We are super excited to hear how this project goes.

Congratulations and best of luck with your project!

Raul and the Peace First Team

Adrian B.
5 June 2018 16:37

Hi Tara!

Congratulations on finishing your peacemaking project! I’m on the Peace First team and wanted to say thank you for your amazing work and for taking time to share about your work.

Below you will find some feedback based on your Reflection, which we hope will help you to celebrate your incredible accomplishment and reflect on how to grow and develop your project in the future:

Strengths:

Wow! This project is so important, and it is saving lives. Thanks for sharing about your personal connection to this with your brother, and for involving the community in this work. I loved hearing about how your community stepped up in unexpected and powerful ways.
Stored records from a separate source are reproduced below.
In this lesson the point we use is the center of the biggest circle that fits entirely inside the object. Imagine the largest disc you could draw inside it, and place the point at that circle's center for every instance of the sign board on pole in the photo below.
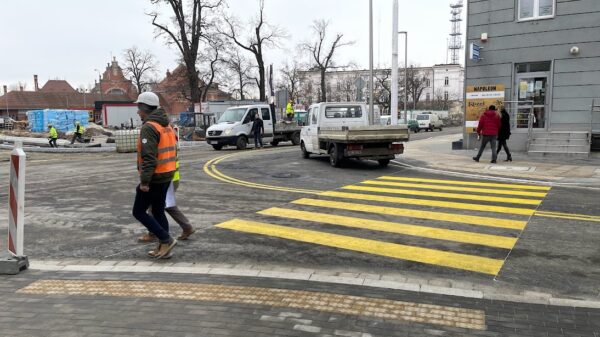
(475, 52)
(479, 98)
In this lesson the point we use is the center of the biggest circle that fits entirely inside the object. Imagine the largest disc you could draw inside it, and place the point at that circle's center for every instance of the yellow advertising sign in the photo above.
(479, 98)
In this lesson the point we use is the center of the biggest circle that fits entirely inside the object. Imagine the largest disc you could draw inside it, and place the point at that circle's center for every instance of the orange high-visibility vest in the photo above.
(167, 149)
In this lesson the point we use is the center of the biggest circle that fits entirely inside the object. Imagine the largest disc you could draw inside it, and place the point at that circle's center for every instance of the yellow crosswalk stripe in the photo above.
(430, 215)
(394, 227)
(477, 197)
(410, 253)
(432, 203)
(469, 183)
(455, 188)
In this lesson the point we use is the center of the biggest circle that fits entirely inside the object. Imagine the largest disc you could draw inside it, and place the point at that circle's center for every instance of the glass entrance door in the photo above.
(532, 87)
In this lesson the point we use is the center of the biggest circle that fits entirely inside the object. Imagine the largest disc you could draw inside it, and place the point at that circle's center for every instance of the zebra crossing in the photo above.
(465, 225)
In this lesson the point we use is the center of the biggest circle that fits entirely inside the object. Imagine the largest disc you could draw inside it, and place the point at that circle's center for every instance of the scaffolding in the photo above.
(455, 44)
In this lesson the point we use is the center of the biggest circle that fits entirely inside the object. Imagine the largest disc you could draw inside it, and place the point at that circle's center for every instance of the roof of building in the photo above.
(23, 100)
(58, 86)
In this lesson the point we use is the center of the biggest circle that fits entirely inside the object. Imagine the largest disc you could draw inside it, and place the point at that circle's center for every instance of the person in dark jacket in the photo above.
(258, 128)
(504, 134)
(157, 157)
(489, 125)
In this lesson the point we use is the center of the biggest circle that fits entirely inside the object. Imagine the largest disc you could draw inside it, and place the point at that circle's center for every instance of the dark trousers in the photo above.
(78, 137)
(501, 144)
(484, 141)
(156, 223)
(257, 139)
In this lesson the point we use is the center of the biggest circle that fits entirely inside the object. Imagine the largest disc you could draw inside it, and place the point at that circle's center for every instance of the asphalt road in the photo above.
(268, 206)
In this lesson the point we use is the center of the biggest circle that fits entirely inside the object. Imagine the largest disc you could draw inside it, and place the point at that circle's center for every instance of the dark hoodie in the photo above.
(150, 139)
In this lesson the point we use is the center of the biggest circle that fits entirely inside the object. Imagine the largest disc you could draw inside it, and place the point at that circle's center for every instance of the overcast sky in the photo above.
(68, 39)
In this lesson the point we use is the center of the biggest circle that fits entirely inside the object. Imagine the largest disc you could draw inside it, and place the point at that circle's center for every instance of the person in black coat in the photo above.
(504, 134)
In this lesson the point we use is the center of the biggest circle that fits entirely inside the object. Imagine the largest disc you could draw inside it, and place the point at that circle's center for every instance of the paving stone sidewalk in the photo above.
(43, 303)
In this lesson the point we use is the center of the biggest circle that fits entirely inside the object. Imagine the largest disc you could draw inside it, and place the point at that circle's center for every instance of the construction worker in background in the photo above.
(289, 110)
(78, 134)
(173, 210)
(157, 157)
(52, 136)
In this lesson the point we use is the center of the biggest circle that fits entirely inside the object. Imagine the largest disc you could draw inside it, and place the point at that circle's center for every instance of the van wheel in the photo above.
(335, 158)
(296, 138)
(305, 154)
(241, 143)
(383, 162)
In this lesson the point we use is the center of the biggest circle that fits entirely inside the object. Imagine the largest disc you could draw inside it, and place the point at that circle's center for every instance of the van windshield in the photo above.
(233, 115)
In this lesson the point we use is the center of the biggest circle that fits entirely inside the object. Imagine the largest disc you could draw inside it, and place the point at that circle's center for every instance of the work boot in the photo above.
(165, 249)
(186, 234)
(148, 237)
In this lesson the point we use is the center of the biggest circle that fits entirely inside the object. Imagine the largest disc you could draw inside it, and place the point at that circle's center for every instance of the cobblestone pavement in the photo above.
(42, 303)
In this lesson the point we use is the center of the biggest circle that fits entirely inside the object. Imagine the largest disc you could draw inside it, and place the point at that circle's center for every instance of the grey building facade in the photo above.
(546, 54)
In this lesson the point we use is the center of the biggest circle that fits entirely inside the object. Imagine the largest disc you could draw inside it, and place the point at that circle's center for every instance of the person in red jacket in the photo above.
(489, 125)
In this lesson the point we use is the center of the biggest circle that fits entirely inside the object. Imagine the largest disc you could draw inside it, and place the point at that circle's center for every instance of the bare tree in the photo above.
(264, 35)
(189, 24)
(291, 79)
(139, 67)
(416, 82)
(240, 70)
(321, 55)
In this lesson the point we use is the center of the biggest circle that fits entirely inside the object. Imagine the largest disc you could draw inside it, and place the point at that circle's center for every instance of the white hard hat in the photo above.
(148, 98)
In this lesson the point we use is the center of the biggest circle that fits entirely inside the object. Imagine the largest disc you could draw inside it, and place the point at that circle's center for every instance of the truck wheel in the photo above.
(305, 154)
(296, 138)
(241, 143)
(335, 157)
(383, 162)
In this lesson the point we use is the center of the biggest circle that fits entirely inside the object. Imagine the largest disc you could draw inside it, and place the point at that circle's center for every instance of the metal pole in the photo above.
(371, 109)
(394, 89)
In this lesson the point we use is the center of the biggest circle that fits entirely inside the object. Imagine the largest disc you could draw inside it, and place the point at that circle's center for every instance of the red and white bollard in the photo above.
(15, 261)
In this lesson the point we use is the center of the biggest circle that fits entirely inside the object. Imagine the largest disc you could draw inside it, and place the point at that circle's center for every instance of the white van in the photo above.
(429, 121)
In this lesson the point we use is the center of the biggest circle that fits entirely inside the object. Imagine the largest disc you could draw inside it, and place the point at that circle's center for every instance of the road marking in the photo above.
(455, 188)
(410, 253)
(570, 216)
(394, 227)
(431, 203)
(379, 308)
(430, 215)
(468, 183)
(478, 197)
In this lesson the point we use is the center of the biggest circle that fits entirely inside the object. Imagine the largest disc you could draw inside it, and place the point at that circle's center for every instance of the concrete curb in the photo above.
(459, 289)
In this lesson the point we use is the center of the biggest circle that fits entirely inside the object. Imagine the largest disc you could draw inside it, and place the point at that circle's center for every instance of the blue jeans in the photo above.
(156, 224)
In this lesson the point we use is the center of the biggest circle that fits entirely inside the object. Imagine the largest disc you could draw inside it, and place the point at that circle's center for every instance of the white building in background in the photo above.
(443, 83)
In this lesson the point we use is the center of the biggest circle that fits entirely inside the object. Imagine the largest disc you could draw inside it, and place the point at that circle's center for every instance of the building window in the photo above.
(536, 9)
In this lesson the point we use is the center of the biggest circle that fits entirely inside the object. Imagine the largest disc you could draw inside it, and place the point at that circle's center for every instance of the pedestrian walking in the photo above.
(78, 134)
(174, 211)
(289, 110)
(504, 133)
(258, 128)
(52, 136)
(489, 125)
(157, 157)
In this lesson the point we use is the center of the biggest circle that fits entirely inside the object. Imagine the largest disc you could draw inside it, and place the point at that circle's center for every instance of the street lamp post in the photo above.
(371, 109)
(405, 74)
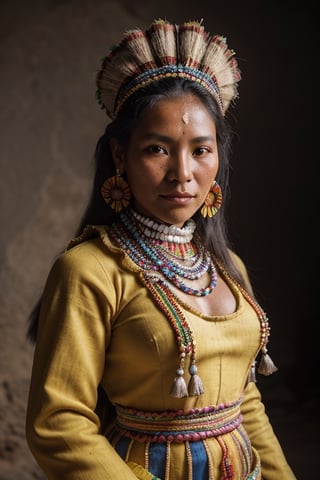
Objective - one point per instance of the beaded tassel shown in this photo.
(252, 373)
(266, 365)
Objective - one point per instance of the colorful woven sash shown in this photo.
(178, 426)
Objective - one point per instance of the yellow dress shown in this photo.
(99, 325)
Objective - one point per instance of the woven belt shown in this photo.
(178, 426)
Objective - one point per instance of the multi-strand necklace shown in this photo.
(169, 255)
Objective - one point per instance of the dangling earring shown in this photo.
(212, 201)
(116, 193)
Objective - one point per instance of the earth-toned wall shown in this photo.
(49, 125)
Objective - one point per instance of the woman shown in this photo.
(147, 331)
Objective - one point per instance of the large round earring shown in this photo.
(116, 192)
(212, 201)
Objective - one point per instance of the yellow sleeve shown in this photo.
(263, 439)
(62, 429)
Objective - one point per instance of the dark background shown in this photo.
(49, 124)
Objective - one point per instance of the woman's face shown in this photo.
(172, 160)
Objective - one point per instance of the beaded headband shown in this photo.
(167, 50)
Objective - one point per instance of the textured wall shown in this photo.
(49, 124)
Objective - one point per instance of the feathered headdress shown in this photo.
(167, 50)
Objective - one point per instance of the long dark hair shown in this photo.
(212, 231)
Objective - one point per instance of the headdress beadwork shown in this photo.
(167, 50)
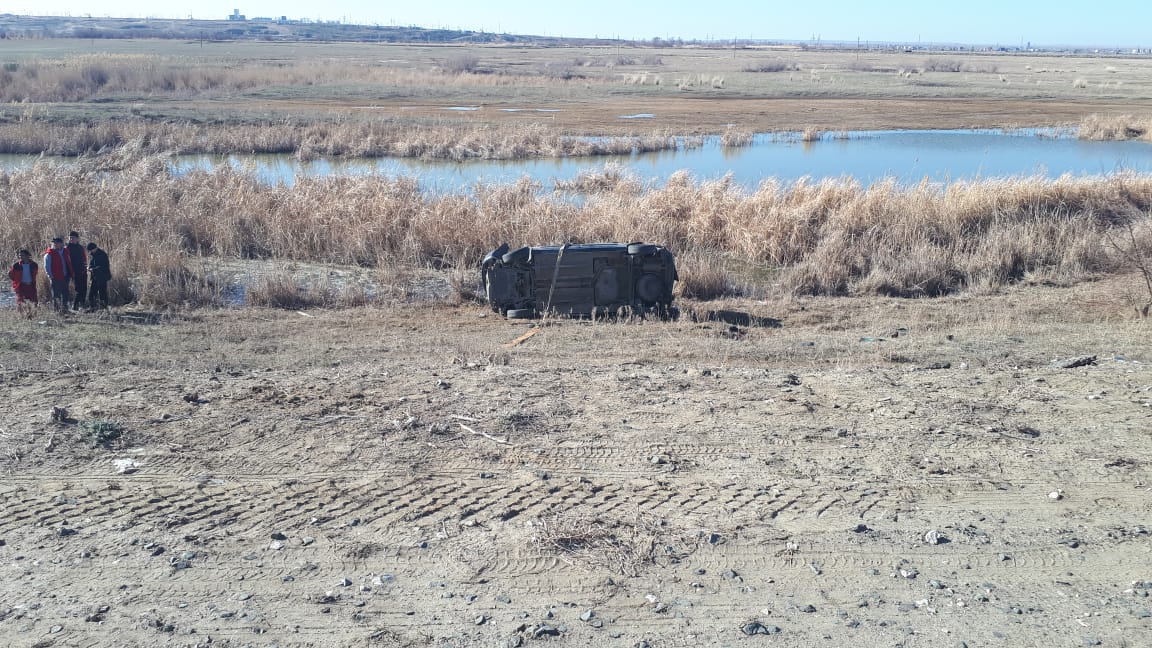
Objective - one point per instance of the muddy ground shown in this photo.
(863, 472)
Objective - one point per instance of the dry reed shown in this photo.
(1109, 128)
(360, 138)
(830, 236)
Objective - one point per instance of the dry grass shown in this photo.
(1109, 128)
(166, 233)
(626, 547)
(310, 140)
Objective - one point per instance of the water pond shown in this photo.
(908, 156)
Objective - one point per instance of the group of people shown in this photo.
(69, 269)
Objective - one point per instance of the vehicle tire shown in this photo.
(516, 257)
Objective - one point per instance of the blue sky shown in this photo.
(1104, 23)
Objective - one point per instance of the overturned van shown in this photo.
(580, 280)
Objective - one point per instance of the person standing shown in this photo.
(23, 281)
(80, 270)
(58, 266)
(100, 273)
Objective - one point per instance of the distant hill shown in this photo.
(249, 29)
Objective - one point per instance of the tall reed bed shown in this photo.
(91, 76)
(1109, 128)
(830, 236)
(361, 138)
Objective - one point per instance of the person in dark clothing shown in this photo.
(58, 268)
(100, 272)
(80, 270)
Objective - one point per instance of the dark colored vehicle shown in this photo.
(580, 280)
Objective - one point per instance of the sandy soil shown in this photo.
(869, 472)
(711, 115)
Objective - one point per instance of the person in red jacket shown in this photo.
(80, 270)
(58, 266)
(23, 281)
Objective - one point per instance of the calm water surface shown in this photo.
(909, 156)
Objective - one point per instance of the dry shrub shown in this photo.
(833, 236)
(1108, 128)
(735, 137)
(704, 276)
(777, 65)
(285, 291)
(811, 134)
(612, 176)
(626, 547)
(942, 65)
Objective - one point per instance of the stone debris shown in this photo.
(1074, 362)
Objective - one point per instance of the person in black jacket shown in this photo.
(100, 273)
(80, 272)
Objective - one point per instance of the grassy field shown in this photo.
(127, 104)
(244, 81)
(831, 236)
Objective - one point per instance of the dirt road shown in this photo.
(870, 472)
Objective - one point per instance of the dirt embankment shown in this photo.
(871, 472)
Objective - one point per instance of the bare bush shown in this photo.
(167, 234)
(777, 65)
(942, 65)
(463, 63)
(1108, 128)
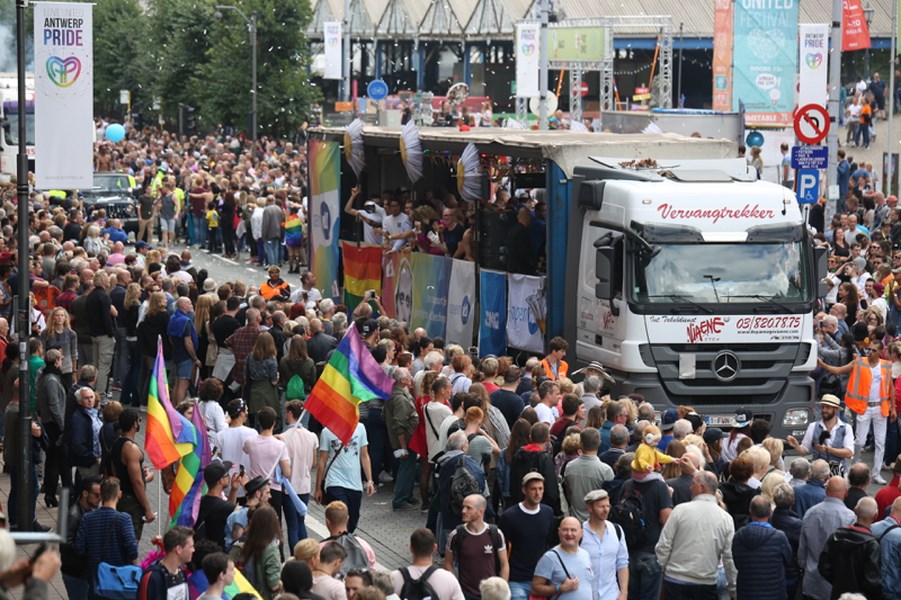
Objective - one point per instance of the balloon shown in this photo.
(115, 132)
I also loved reading about the ways that connections were built across abled and disabled communities, and how you used compassion, conviction, and persistence to make this a reality. I'm impressed!

Things to consider:

I'm wondering about the ways your project could expand--and what magical new possibilities might open--if you worked to understand the perspectives of autistic advocates themselves and autistic children on the oppression they face. How can they partner, plan, and lead this initiative? A common disability justice saying is "Nothing about us without us is for us." How can the planning happen with autistic community members? Here's an article that talks about this more: https://www.huffingtonpost.com/entry/nothing-about-us-without-us-mantra-for-a-movement_us_59aea450e4b0c50640cd61cf I'm happy to think with you about ways this could become a reality.

We hope you will stay in touch and keep us up to date as you continue your work to create change!